When my client came to me, she had been a Chief of Staff for three years. She was running cross-functional programs, managing a $12M budget, and directly influencing C-suite decisions. On paper, she was a director. In the market, she was invisible.
Her resume read like a job description. It listed tasks. It described scope. But it never once communicated the strategic impact of her work. This is what I call the Seniority Gap, and it's one of the most expensive blind spots in career positioning.
The Problem: Task-Based Narratives
Most high-performers make the same mistake: they describe what they did instead of why it mattered. They write resumes for their current manager, not for the hiring committee evaluating them for the next level.
My client's original resume had bullets like:
"Managed cross-functional projects and coordinated with senior leadership on strategic initiatives."
This tells you nothing. It doesn't signal seniority. It doesn't communicate impact. It doesn't differentiate her from someone three levels below doing "project coordination."
The Fix: The SSIP Framework
SSIP stands for Story, Skills, Impact, Positioning. It's the framework I use with every client to transform task-based narratives into strategic positioning.
Here's how we restructured her story:
Story
We assess the context: what was happening at the organization? She was brought in during a period of rapid growth when the CEO needed someone to translate strategic vision into operational execution across four business units.
Skills
We identify the exact skills deployed. She designed cross-functional prioritization systems, built alignment across four business units, and brought operational clarity to a company that had none. These are skills that signaled director-level strategic thinking.
Impact
What changed because of her work? She designed and implemented a quarterly planning framework that aligned 4 business units, reduced duplicated initiatives by 40%, and contributed to a 23% increase in on-time delivery of strategic goals.
Positioning
We define the professional positioning. She wasn't just a "Chief of Staff." She was the architect of operational strategy at scale.
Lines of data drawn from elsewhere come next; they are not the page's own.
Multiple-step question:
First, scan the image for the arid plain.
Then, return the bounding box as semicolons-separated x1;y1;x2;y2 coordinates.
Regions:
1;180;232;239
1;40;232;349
That positioning opened doors to Director-level conversations because the narrative finally matched the altitude of her work.
The Result
Within two weeks of launching her repositioned materials, she received interview requests from three companies, including a Director of Strategy role at a Series C startup that came with a $75K salary increase over her previous compensation.
She didn't get more experience. She didn't get another certification. She repositioned the experience she already had.
The Takeaway
If you're operating above your title, the problem isn't your experience. It's your narrative. The market can only value what it can see. And if your materials are written at the wrong altitude, you'll keep getting evaluated for the wrong level.
That's not a personal failure. It's a positioning problem. And positioning problems have positioning solutions.